CASIA OpenIR  > 毕业生  > 博士学位论文
基于RGB-D数据的目标跟踪方法研究
安宁1,2
学位类型工学博士
导师侯增广
2017-05
学位授予单位中国科学院大学
学位授予地点北京
关键词目标跟踪 Rgb-d数据 仿生视觉 数据融合 数据驱动控制
摘要
目标跟踪作为计算机视觉领域的研究热点之一,在智能监控、无人驾驶、人机交互与增强现实等领域具有广泛的应用。经过十几年的研究,目标跟踪技术已经取得了长足的进展。然而由于光照变化、严重遮挡、背景杂乱与大幅形变等干扰因素的存在,使得复杂场景中的鲁棒目标跟踪仍是一项极具挑战性的任务。近年来,RGB-D传感器技术快速发展,其采集数据中蕴含的三维信息能够显著降低传统彩色图像信息的歧义性。本文利用RGB-D数据克服传统跟踪算法的局限性,针对基于RGB-D数据的目标跟踪算法进行研究。

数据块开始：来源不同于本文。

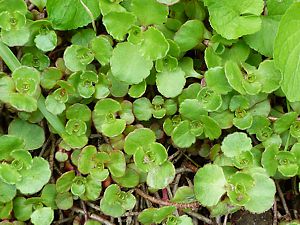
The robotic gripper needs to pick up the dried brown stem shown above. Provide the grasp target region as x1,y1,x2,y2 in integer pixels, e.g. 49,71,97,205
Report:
72,207,115,225
275,180,291,220
134,188,200,209
186,212,213,224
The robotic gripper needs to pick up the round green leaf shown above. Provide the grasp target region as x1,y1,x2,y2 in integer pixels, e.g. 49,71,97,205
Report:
34,30,57,52
103,12,136,41
110,41,154,84
140,27,169,61
274,2,300,102
30,207,54,225
156,68,186,98
16,157,51,194
194,164,226,206
221,132,252,157
64,45,94,72
204,0,264,39
245,173,276,213
0,179,17,203
46,0,100,30
133,97,153,121
172,120,196,148
131,0,168,26
204,67,232,94
124,128,156,155
8,119,45,150
13,197,32,221
55,192,73,210
174,20,204,52
91,35,113,65
147,161,175,189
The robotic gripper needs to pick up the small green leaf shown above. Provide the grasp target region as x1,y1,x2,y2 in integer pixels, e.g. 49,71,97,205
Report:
204,67,232,94
138,206,176,225
8,119,45,150
174,20,204,52
64,45,94,72
172,120,196,148
274,2,300,102
245,173,276,213
204,0,264,39
30,207,54,225
16,157,51,194
131,0,168,26
156,68,186,98
90,35,113,65
46,0,100,30
221,132,252,157
133,97,153,121
110,42,153,84
147,161,175,189
103,12,136,41
0,179,17,203
194,164,226,206
124,128,156,155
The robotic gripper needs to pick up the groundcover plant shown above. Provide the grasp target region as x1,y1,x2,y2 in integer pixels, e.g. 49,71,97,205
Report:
0,0,300,225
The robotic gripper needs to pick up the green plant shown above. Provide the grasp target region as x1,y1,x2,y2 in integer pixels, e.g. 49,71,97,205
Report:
0,0,300,225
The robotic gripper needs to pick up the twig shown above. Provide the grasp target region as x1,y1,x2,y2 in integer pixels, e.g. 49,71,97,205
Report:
223,214,228,225
80,200,89,222
273,199,278,225
49,135,55,183
54,216,74,225
134,188,200,209
39,137,51,157
186,212,213,224
275,180,291,220
172,173,181,195
268,116,300,122
175,167,194,174
71,206,115,225
79,0,97,33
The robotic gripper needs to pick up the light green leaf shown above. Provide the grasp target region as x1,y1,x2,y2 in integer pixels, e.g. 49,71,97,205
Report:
254,60,282,93
244,16,280,57
147,161,175,189
131,0,168,26
139,27,169,61
8,119,45,150
16,157,51,194
174,20,204,52
274,2,300,102
124,128,156,155
172,120,196,148
0,179,17,203
90,35,113,65
194,164,226,206
225,61,246,94
103,12,136,41
156,68,186,98
204,67,232,95
46,0,100,30
221,132,252,157
30,207,54,225
245,173,276,213
110,42,153,84
204,0,264,39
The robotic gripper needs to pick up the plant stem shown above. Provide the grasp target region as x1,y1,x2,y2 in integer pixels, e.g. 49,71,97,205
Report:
0,40,21,71
186,212,213,224
37,95,65,136
0,40,65,136
72,207,115,225
134,188,200,209
275,180,291,219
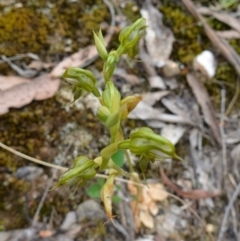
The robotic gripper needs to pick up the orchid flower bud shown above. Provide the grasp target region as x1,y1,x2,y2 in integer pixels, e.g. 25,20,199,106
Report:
97,106,120,128
117,18,147,58
62,67,100,97
119,127,182,160
55,156,97,187
102,81,121,113
103,50,119,83
93,29,108,61
100,142,120,171
120,95,142,120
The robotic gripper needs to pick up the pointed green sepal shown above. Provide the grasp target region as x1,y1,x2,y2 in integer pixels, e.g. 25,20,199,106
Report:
93,29,108,61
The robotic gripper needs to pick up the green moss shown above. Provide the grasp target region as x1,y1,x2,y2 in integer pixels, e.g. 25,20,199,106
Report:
0,0,110,59
0,8,51,56
160,4,209,64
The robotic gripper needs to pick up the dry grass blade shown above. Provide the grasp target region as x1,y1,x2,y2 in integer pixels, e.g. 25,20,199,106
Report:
187,73,222,146
197,7,240,33
0,142,213,241
215,30,240,39
182,0,240,76
159,165,221,200
217,183,240,241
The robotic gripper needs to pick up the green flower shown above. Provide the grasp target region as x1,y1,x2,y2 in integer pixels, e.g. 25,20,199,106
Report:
103,50,119,83
55,156,97,188
118,127,182,160
62,67,100,98
93,29,108,61
117,18,147,58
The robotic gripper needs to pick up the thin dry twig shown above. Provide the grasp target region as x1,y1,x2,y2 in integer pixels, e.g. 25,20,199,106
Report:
187,73,222,146
32,142,72,226
0,142,210,236
225,77,240,115
220,88,227,177
182,0,240,76
217,183,240,241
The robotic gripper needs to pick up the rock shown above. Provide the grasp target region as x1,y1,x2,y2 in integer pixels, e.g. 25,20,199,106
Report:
60,211,77,230
193,50,217,78
16,166,43,182
76,200,106,222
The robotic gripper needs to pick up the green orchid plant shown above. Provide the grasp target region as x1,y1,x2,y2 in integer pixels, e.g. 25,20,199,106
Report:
56,18,181,220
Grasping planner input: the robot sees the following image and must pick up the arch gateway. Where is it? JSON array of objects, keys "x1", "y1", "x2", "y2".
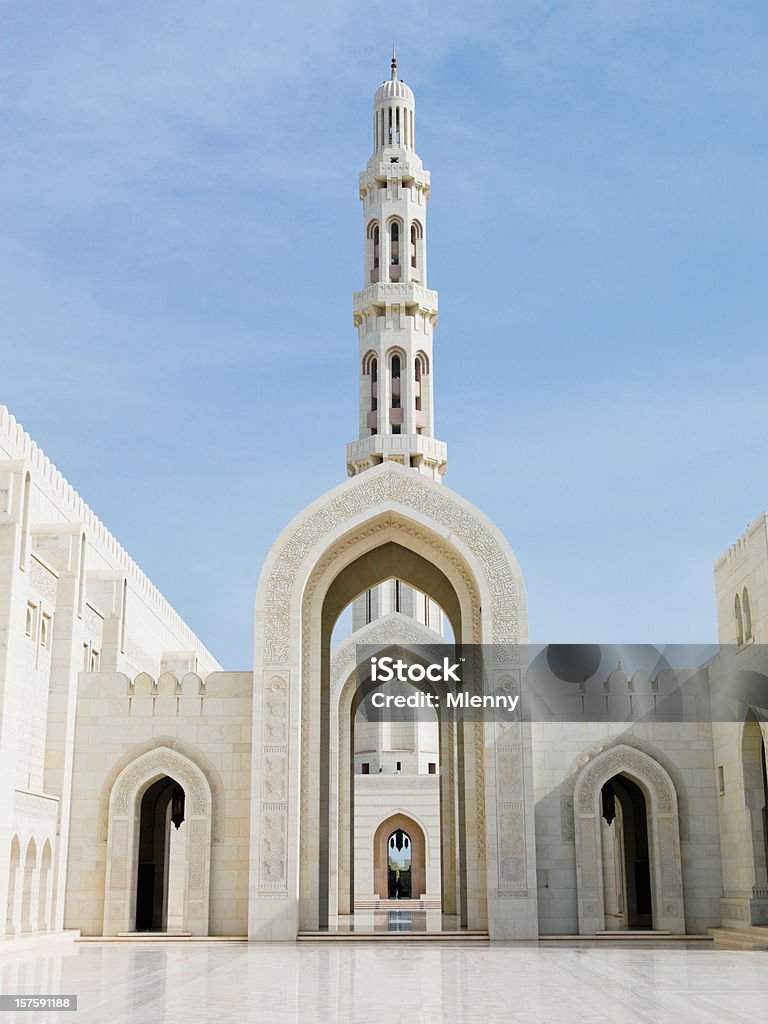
[{"x1": 249, "y1": 462, "x2": 537, "y2": 939}]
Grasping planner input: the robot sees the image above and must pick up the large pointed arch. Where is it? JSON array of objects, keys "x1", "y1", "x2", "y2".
[{"x1": 249, "y1": 462, "x2": 537, "y2": 940}]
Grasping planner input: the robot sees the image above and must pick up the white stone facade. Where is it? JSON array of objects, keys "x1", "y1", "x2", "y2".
[{"x1": 0, "y1": 67, "x2": 768, "y2": 941}]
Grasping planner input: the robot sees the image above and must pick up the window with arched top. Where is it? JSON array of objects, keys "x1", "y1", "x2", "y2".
[
  {"x1": 366, "y1": 220, "x2": 379, "y2": 285},
  {"x1": 741, "y1": 587, "x2": 752, "y2": 640},
  {"x1": 414, "y1": 352, "x2": 429, "y2": 413}
]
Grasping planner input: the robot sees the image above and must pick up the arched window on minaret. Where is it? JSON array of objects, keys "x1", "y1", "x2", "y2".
[
  {"x1": 362, "y1": 352, "x2": 379, "y2": 434},
  {"x1": 366, "y1": 220, "x2": 379, "y2": 285},
  {"x1": 741, "y1": 587, "x2": 752, "y2": 640},
  {"x1": 411, "y1": 220, "x2": 424, "y2": 284},
  {"x1": 389, "y1": 220, "x2": 400, "y2": 281},
  {"x1": 414, "y1": 352, "x2": 429, "y2": 413},
  {"x1": 389, "y1": 354, "x2": 402, "y2": 409}
]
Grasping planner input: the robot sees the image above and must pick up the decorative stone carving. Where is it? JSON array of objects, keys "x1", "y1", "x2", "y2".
[
  {"x1": 113, "y1": 749, "x2": 208, "y2": 815},
  {"x1": 579, "y1": 745, "x2": 672, "y2": 814}
]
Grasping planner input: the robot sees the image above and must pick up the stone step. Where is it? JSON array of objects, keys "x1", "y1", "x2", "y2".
[
  {"x1": 75, "y1": 932, "x2": 248, "y2": 942},
  {"x1": 708, "y1": 925, "x2": 768, "y2": 950},
  {"x1": 354, "y1": 899, "x2": 441, "y2": 913},
  {"x1": 296, "y1": 931, "x2": 490, "y2": 942}
]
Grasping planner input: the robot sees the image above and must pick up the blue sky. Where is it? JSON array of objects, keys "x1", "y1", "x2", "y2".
[{"x1": 0, "y1": 0, "x2": 768, "y2": 668}]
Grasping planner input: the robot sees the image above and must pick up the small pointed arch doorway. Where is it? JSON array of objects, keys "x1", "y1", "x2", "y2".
[
  {"x1": 373, "y1": 813, "x2": 427, "y2": 899},
  {"x1": 103, "y1": 746, "x2": 212, "y2": 935},
  {"x1": 573, "y1": 743, "x2": 685, "y2": 935},
  {"x1": 136, "y1": 775, "x2": 188, "y2": 932},
  {"x1": 600, "y1": 773, "x2": 653, "y2": 931}
]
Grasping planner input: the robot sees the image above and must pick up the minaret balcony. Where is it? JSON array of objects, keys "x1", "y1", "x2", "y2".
[
  {"x1": 347, "y1": 434, "x2": 447, "y2": 466},
  {"x1": 360, "y1": 160, "x2": 429, "y2": 199},
  {"x1": 352, "y1": 281, "x2": 437, "y2": 316}
]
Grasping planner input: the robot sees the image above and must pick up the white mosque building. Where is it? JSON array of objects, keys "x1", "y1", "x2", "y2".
[{"x1": 0, "y1": 60, "x2": 768, "y2": 942}]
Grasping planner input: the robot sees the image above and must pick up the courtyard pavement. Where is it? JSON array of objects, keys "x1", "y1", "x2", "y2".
[{"x1": 0, "y1": 941, "x2": 768, "y2": 1024}]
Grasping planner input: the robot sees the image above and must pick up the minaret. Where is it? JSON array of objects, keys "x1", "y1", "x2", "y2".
[{"x1": 347, "y1": 58, "x2": 446, "y2": 480}]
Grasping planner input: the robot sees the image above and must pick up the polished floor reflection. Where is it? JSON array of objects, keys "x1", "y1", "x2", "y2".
[{"x1": 0, "y1": 941, "x2": 768, "y2": 1024}]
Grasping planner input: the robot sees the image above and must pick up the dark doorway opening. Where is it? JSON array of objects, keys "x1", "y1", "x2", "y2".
[
  {"x1": 387, "y1": 828, "x2": 413, "y2": 899},
  {"x1": 136, "y1": 775, "x2": 184, "y2": 932},
  {"x1": 602, "y1": 774, "x2": 653, "y2": 931}
]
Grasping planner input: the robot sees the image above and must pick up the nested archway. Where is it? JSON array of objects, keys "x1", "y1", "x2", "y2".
[
  {"x1": 573, "y1": 743, "x2": 685, "y2": 935},
  {"x1": 249, "y1": 463, "x2": 537, "y2": 939},
  {"x1": 103, "y1": 746, "x2": 211, "y2": 935},
  {"x1": 372, "y1": 813, "x2": 427, "y2": 899},
  {"x1": 330, "y1": 612, "x2": 450, "y2": 916}
]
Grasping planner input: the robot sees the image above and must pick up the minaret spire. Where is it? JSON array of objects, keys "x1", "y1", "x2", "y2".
[{"x1": 347, "y1": 70, "x2": 447, "y2": 480}]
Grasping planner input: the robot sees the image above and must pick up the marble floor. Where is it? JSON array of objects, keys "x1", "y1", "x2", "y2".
[{"x1": 0, "y1": 941, "x2": 768, "y2": 1024}]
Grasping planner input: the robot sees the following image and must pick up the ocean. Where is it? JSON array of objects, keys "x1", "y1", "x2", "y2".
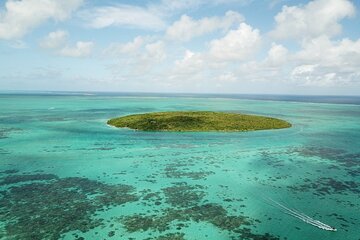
[{"x1": 0, "y1": 92, "x2": 360, "y2": 240}]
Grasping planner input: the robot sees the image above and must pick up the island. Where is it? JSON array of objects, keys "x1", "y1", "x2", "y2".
[{"x1": 107, "y1": 111, "x2": 291, "y2": 132}]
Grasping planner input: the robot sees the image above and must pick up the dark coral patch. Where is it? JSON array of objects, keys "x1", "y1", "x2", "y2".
[{"x1": 0, "y1": 174, "x2": 138, "y2": 239}]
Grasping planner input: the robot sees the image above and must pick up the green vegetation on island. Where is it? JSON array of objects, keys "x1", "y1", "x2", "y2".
[{"x1": 107, "y1": 111, "x2": 291, "y2": 132}]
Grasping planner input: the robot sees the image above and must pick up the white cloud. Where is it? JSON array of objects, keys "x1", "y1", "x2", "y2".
[
  {"x1": 58, "y1": 41, "x2": 94, "y2": 57},
  {"x1": 290, "y1": 36, "x2": 360, "y2": 86},
  {"x1": 210, "y1": 23, "x2": 261, "y2": 61},
  {"x1": 39, "y1": 30, "x2": 94, "y2": 57},
  {"x1": 271, "y1": 0, "x2": 355, "y2": 39},
  {"x1": 103, "y1": 36, "x2": 146, "y2": 57},
  {"x1": 81, "y1": 5, "x2": 166, "y2": 30},
  {"x1": 166, "y1": 11, "x2": 244, "y2": 41},
  {"x1": 218, "y1": 72, "x2": 237, "y2": 83},
  {"x1": 40, "y1": 30, "x2": 69, "y2": 49},
  {"x1": 142, "y1": 41, "x2": 166, "y2": 62},
  {"x1": 175, "y1": 50, "x2": 205, "y2": 75},
  {"x1": 0, "y1": 0, "x2": 83, "y2": 40},
  {"x1": 266, "y1": 43, "x2": 289, "y2": 66}
]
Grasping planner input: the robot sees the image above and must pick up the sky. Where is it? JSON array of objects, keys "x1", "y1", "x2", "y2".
[{"x1": 0, "y1": 0, "x2": 360, "y2": 95}]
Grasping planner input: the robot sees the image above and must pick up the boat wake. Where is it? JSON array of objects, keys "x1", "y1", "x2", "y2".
[{"x1": 266, "y1": 198, "x2": 337, "y2": 232}]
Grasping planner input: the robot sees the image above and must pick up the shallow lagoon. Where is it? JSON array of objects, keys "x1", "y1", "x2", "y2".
[{"x1": 0, "y1": 95, "x2": 360, "y2": 240}]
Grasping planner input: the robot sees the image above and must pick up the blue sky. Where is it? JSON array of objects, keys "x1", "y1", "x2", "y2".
[{"x1": 0, "y1": 0, "x2": 360, "y2": 95}]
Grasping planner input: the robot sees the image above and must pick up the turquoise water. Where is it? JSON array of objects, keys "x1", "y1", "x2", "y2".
[{"x1": 0, "y1": 95, "x2": 360, "y2": 240}]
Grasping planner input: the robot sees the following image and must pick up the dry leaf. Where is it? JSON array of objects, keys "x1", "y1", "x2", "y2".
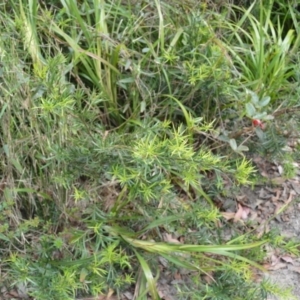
[
  {"x1": 268, "y1": 263, "x2": 286, "y2": 271},
  {"x1": 289, "y1": 266, "x2": 300, "y2": 274},
  {"x1": 221, "y1": 212, "x2": 235, "y2": 221},
  {"x1": 233, "y1": 204, "x2": 244, "y2": 222},
  {"x1": 280, "y1": 255, "x2": 294, "y2": 265}
]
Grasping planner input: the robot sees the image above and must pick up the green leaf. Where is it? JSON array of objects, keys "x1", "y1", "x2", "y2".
[
  {"x1": 229, "y1": 139, "x2": 237, "y2": 151},
  {"x1": 257, "y1": 96, "x2": 271, "y2": 107},
  {"x1": 0, "y1": 233, "x2": 10, "y2": 242},
  {"x1": 246, "y1": 102, "x2": 256, "y2": 119},
  {"x1": 236, "y1": 145, "x2": 249, "y2": 152},
  {"x1": 134, "y1": 250, "x2": 160, "y2": 300}
]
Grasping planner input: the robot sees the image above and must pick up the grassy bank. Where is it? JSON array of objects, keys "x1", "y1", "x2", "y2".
[{"x1": 0, "y1": 0, "x2": 300, "y2": 300}]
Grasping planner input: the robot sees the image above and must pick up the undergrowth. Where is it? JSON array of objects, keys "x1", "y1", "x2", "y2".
[{"x1": 0, "y1": 0, "x2": 299, "y2": 300}]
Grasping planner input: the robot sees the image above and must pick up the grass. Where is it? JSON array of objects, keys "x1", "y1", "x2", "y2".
[{"x1": 0, "y1": 0, "x2": 298, "y2": 300}]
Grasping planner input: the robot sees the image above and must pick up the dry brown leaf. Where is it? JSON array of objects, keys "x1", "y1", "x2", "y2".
[
  {"x1": 280, "y1": 255, "x2": 294, "y2": 265},
  {"x1": 289, "y1": 266, "x2": 300, "y2": 274},
  {"x1": 242, "y1": 206, "x2": 251, "y2": 220},
  {"x1": 271, "y1": 177, "x2": 285, "y2": 185},
  {"x1": 233, "y1": 203, "x2": 244, "y2": 222},
  {"x1": 268, "y1": 263, "x2": 287, "y2": 271},
  {"x1": 221, "y1": 212, "x2": 235, "y2": 221}
]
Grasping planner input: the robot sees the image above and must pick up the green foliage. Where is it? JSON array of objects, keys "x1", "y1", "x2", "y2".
[{"x1": 0, "y1": 0, "x2": 299, "y2": 300}]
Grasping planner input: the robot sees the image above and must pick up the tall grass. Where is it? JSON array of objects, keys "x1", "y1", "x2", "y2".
[{"x1": 0, "y1": 0, "x2": 296, "y2": 300}]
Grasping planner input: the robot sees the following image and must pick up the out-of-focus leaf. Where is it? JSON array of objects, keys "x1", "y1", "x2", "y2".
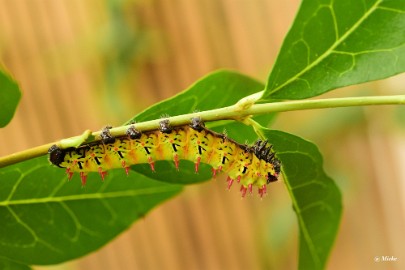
[
  {"x1": 0, "y1": 70, "x2": 21, "y2": 128},
  {"x1": 0, "y1": 157, "x2": 181, "y2": 265},
  {"x1": 263, "y1": 130, "x2": 342, "y2": 270}
]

目标跟踪算法由四个基本单元构成:表示模型、模型更新、目标搜索与误差估计。表示模型单元用于描述被跟踪目标,模型更新单元用于对表示模型更新,目标搜索单元用于搜索表示模型的最匹配目标,误差估计单元用于评价搜索结果的有效性。在跟踪过程中,以上四个单元紧密关联、协同工作。本文的RGB-D目标跟踪方法研究围绕以上四个单元依次进行,并在最具影响力的大型RGB-D目标跟踪公开数据集Princeton Tracking Benchmark中对算法的有效性进行深入地验证与分析。论文的主要工作和贡献如下:
(1) 提出了一种基于检测-学习-分割的RGB-D目标跟踪算法,以解决目标跟踪中的误差估计问题。该算法将目标跟踪分解为检测、学习、分割三个部分:检测器利用基于核化相关滤波器的二维表观模型定位目标;分割器利用基于自适应深度直方图的三维分布模型定位目标;学习器利用潜在失败与遮挡干扰项判别来估计检测器与分割器的定位误差,并在线更新目标模型。实验结果证明了算法创新点的有效性,其性能优于其他代表性RGB-D目标跟踪算法。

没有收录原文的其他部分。